To help manage the event and give it a new spin, the organization turned to Hala Events and Communications. “I needed someone who could be one-stop shopping,” said Julie Flynn-Still, director of development and strategic partnerships at the Toronto Public Library Foundation, adding that she also selected Hala Events for its creativity. “In the seventh year of the event, we were looking to refresh it a little bit.”
A big draw for guests, influential writers like Margaret Atwood and chef and cookbook author David Rocco were assigned to each table as dinner companions. Following the meal, the fashion show began and this year featured six novels, some of which were written by those in attendance. “Our goal was to add elements to the event to make it really exciting,” said Hala Bissada, president and C.E.O. of Hala Events. “We took each [of the books] and tried to interpret the story in a new way through fashion and entertainment.”
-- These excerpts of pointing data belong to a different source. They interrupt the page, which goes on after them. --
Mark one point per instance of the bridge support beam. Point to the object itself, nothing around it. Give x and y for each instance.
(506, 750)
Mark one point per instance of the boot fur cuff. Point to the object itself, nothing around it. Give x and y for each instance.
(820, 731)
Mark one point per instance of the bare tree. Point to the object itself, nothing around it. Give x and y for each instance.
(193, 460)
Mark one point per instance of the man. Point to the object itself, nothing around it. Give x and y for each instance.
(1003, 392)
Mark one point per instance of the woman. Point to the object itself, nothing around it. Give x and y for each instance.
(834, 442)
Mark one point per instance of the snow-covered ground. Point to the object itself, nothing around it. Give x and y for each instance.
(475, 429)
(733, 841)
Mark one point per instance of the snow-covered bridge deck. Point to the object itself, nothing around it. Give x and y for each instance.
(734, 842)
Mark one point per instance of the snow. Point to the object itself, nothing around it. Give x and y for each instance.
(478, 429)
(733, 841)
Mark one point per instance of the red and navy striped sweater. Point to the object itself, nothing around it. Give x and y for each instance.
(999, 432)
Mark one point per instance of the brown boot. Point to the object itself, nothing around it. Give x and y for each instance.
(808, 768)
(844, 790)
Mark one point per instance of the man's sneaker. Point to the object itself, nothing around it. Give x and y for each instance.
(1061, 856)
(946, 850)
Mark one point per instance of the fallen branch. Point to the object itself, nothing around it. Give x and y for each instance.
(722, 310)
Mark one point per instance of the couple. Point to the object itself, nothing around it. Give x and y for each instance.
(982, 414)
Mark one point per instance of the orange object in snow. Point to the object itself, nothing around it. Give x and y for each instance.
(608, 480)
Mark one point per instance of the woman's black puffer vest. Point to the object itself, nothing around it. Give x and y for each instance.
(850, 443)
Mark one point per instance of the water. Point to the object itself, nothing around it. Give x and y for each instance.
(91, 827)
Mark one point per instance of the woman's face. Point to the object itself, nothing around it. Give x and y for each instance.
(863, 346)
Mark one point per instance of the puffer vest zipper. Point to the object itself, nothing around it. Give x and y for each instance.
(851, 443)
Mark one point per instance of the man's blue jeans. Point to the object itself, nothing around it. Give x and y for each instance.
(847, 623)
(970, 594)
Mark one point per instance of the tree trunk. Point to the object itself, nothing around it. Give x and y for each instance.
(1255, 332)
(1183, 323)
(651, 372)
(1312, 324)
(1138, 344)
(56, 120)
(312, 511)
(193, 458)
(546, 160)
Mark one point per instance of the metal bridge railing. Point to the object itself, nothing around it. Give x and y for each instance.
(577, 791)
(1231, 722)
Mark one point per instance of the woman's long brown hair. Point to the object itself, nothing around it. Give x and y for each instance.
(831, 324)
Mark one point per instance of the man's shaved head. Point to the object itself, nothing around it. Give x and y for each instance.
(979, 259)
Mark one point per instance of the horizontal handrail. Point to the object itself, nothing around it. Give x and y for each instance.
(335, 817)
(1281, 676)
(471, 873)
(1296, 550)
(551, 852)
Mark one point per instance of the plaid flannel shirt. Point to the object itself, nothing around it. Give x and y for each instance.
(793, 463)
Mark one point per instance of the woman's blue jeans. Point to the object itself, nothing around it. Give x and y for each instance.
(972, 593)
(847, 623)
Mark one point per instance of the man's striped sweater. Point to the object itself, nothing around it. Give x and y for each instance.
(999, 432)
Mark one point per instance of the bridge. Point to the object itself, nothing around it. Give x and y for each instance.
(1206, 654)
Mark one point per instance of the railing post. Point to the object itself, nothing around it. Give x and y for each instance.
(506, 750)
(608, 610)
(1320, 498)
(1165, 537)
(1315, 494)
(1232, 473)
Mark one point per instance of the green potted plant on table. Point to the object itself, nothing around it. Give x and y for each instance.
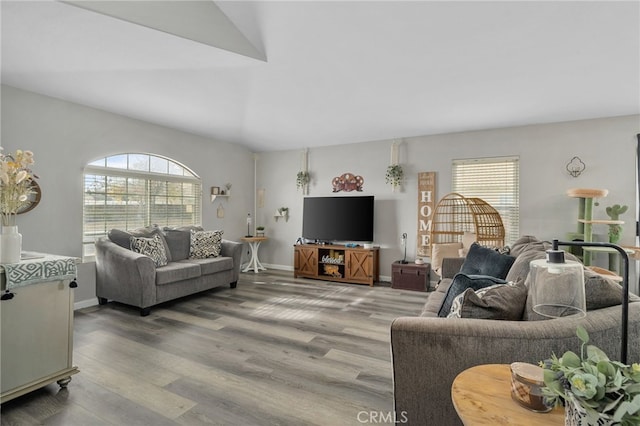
(593, 388)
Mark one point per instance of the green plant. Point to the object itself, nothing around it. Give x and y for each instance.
(302, 179)
(615, 229)
(598, 385)
(394, 175)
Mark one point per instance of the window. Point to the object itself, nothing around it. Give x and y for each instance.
(129, 191)
(496, 181)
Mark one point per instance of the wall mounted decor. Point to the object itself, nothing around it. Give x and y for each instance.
(347, 182)
(394, 174)
(303, 178)
(426, 206)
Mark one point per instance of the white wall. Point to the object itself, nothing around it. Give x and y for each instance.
(607, 146)
(66, 136)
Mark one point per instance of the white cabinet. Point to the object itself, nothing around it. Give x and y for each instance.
(36, 337)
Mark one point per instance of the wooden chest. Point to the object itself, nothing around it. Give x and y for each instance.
(409, 276)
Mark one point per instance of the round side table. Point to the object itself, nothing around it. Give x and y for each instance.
(481, 395)
(254, 263)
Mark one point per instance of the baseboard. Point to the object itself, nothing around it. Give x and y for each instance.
(279, 267)
(85, 303)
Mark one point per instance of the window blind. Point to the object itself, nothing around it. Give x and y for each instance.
(128, 191)
(495, 180)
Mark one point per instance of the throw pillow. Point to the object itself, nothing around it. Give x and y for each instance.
(460, 283)
(498, 302)
(205, 244)
(442, 250)
(485, 261)
(152, 247)
(123, 238)
(179, 241)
To do that, the organizers used videos and entertainment to open each segment of the show, drawing the visuals and motifs directly from each novel. For example, the Klaxon Howl take on Brad Smith's crime novel, Red Means Run, was introduced with a woman bearing a whip, and dancers in futuristic costumes led into the showing of the Adrian Wu-designed collection inspired by Atwood's sci-fi work, In Other Worlds.
Also new to the gala this year was a table of elaborate, literary-inspired desserts courtesy of Food Network and local dessert caterers, Sweetfix. An as-yet-untitled show from the network approached Bissada about participating in the Book Lover’s Ball, and during the event, a TV production crew filmed guests’ and organizers’ reactions when the table was unveiled. The tables stood on stacked tomes, and opened books acted as serving trays. “It actually becomes almost a decor piece in the room,” Bissada said.